High school has a compounding problem. Miss one concept in Year 9 maths and Year 10 builds on it. Miss that and Year 11 becomes genuinely difficult through no fault of current effort. By the time a student sits down with a tutor, the presenting issue is rarely the real issue.
This is what makes tutoring different from just re-explaining the current topic. A decent tutor figures out where the gap actually is, which is sometimes two years back, and works forward from there. It’s slower initially but it’s the only approach that actually sticks.
The other thing worth knowing is that most high school students who struggle aren’t struggling because they lack ability. They’re struggling because something wasn’t explained well the first time, or they were absent, or the class moved too fast, or they were too embarrassed to ask. One-on-one tutoring removes most of those variables. There’s no social cost to asking a basic question when it’s just you and one other person.

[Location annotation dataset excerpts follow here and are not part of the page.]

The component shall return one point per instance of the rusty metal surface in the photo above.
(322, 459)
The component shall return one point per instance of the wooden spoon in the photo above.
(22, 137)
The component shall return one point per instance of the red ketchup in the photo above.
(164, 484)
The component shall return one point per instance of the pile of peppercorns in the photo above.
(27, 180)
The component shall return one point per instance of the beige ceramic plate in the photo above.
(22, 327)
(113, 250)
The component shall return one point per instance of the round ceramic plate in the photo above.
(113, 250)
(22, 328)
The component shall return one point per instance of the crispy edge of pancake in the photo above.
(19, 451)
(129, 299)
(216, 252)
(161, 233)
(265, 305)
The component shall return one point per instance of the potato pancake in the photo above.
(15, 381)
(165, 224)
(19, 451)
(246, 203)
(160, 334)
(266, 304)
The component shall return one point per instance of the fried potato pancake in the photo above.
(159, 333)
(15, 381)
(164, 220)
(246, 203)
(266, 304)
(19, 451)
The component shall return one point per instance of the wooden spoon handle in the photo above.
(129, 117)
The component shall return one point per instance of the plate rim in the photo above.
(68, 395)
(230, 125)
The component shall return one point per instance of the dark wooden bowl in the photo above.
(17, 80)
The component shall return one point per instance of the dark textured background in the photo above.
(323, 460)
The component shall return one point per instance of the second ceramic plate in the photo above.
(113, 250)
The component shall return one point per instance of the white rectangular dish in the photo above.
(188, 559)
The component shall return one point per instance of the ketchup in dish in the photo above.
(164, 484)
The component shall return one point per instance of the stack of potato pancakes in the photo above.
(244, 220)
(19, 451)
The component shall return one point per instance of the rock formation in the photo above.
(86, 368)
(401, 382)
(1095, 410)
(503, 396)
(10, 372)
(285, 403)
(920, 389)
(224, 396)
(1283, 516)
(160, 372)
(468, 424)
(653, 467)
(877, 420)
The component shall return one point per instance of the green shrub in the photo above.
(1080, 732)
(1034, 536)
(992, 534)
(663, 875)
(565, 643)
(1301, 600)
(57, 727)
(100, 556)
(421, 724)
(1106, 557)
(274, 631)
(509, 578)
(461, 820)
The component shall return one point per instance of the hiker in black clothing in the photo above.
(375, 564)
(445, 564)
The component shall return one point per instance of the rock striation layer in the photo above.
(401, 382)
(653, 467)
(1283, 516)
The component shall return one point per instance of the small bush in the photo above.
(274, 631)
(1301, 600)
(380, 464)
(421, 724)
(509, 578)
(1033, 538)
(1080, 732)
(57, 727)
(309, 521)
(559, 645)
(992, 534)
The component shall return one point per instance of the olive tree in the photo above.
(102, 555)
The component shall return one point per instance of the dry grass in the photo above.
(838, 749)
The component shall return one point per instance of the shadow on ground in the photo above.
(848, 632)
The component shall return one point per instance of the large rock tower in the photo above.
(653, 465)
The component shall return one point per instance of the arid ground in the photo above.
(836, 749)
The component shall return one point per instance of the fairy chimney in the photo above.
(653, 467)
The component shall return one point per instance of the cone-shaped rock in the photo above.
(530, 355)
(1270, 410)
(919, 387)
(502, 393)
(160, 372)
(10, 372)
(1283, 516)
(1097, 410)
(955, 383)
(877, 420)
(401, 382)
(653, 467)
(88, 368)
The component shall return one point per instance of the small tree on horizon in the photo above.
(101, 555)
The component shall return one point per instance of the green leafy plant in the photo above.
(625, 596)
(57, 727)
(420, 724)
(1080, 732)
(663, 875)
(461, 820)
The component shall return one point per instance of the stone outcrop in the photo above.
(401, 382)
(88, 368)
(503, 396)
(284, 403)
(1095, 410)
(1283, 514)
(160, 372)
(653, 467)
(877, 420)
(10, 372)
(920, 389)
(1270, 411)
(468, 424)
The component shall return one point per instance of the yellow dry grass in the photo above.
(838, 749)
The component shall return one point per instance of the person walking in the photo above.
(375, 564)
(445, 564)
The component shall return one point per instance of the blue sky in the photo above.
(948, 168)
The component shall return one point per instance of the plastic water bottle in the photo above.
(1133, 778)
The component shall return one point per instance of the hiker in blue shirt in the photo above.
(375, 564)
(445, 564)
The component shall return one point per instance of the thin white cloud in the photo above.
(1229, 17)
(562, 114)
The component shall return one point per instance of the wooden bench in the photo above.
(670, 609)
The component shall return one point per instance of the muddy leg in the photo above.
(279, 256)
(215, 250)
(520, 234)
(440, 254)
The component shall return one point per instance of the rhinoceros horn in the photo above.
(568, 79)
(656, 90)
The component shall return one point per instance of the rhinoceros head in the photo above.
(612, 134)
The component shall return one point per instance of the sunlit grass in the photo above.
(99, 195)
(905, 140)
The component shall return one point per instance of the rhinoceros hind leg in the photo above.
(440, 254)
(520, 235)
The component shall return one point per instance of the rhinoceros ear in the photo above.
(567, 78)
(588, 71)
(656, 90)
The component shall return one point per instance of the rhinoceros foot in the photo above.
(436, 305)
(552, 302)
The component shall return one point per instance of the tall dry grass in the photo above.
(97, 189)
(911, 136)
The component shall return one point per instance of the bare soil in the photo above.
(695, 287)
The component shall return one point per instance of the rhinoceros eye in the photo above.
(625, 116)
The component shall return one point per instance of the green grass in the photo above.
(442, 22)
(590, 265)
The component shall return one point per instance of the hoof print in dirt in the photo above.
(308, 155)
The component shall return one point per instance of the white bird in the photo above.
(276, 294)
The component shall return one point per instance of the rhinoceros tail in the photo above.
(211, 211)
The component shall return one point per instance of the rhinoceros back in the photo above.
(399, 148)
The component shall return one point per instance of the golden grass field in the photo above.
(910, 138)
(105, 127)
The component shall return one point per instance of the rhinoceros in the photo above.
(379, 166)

Subject-wise, maths and sciences tend to benefit most from tutoring because the content is genuinely sequential – you cannot skip foundations. English and humanities are more about developing a skill set around argument and analysis, which improves steadily with good feedback over time.
The students who get the most out of tutoring are usually not the ones furthest behind. They’re the ones sitting in the B range who have a specific goal and a specific gap. Targeted work on those tends to move marks faster than general revision.
That;s why good tutoring asks diagnostic questions before jumping into content. That’s usually the difference between tutoring that works and tutoring that just adds to the weekly schedule.